Many HHCAHPS measures relate to care coordination:

  • Transitions between care settings
  • Medication management
  • Communication between team members
  • Responsiveness to patient needs

Document Thoroughly

Quality measures often depend on documentation:

  • Complete clinical records
  • Accurate outcome coding
  • Timely data submission
  • Compliance with reporting requirements

Common Pitfalls

Ignoring Patient Experience

Some agencies focus exclusively on clinical outcomes and neglect patient experience measures.
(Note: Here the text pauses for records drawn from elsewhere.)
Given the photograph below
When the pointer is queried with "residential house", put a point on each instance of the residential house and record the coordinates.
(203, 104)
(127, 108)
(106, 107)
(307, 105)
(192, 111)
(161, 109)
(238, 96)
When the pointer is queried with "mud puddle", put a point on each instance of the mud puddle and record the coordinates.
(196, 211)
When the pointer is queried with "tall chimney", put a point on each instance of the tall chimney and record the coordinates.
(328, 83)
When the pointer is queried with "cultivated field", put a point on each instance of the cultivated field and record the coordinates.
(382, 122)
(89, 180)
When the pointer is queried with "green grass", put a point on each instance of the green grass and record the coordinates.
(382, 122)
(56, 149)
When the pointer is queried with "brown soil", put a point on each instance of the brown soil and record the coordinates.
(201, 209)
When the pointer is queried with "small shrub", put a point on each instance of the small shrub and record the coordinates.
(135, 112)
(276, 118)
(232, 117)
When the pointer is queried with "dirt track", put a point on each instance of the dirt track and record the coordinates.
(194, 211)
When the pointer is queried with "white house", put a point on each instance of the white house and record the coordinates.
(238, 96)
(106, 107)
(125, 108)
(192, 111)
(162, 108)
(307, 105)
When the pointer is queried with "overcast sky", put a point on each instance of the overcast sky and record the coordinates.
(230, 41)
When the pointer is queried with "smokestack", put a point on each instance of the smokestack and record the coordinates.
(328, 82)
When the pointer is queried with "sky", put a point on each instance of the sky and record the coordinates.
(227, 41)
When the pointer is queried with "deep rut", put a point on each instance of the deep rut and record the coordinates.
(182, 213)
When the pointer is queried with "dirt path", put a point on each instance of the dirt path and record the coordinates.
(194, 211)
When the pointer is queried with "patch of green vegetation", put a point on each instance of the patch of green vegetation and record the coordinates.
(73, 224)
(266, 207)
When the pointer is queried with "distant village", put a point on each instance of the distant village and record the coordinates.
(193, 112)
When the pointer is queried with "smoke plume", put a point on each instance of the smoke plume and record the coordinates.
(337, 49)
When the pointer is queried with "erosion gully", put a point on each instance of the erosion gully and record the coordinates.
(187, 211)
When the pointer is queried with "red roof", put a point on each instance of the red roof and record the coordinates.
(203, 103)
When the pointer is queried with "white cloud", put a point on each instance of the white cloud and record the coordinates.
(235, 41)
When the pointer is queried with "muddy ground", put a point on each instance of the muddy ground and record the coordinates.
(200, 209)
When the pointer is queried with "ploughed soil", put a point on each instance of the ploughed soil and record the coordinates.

HHCAHPS surveys capture elements that clinical metrics miss:

  • Did the patient feel heard?
  • Was communication clear?
  • Would they recommend you?

Survey Response Rates

Low response rates can hurt VBP scores:

  • Ensure contact information is accurate
  • Explain the survey's importance to patients
  • Follow up appropriately within guidelines

Last-Minute Preparation

VBP scores reflect ongoing performance, not one-time efforts:

  • Build quality improvement into daily operations
  • Monitor performance continuously
  • Address issues as they arise, not before surveys

Focusing Only on Measurable Outcomes

While VBP measures specific outcomes, overall quality affects everything:

  • Unmeasured quality problems still harm patients
  • Poor care leads to complaints and referral loss
  • Staff morale affects all aspects of performance

How CareCade Helps

While CareCade serves primarily DDCS agencies (which operate under Medicaid rather than Medicare VBP), the quality and documentation principles apply across payer types.

Complete Documentation

Thorough records support quality measurement:

  • AI session notes: Comprehensive documentation of every visit
  • Goal tracking: Measurable progress on care plan objectives
  • Incident reporting: Complete records of events requiring documentation

Care Coordination

Coordination tools support quality outcomes:

  • Scheduling visibility: Everyone knows who's seeing which client when
  • Team communication: Secure messaging between care team members
  • Family portal: Transparency that builds trust

Compliance Automation

Meet reporting requirements without manual effort:

  • EVV compliance: Automated visit verification
  • DSHS reporting: Required documentation captured automatically
  • Audit-ready records: Complete history available for review

Staff Training Support

Better-prepared staff deliver better care:

  • Onboarding tracking: Ensure training completion
  • Credential management: Current certifications for all staff
  • Client-specific information: Staff know what each client needs

Beyond VBP: Quality as Strategy

Value-Based Purchasing is one manifestation of a broader shift toward quality-based payment. Whether your agency is subject to Medicare VBP, Medicaid quality measures, or commercial payer requirements, the direction is consistent:

  • Outcomes matter: Results, not just activities
  • Experience matters: How patients feel about care
  • Efficiency matters: Achieving outcomes cost-effectively
  • Documentation matters: Proving what you did

Agencies that build quality into their operations—not as a compliance exercise but as a core competency—will be positioned for whatever payment model evolution comes next.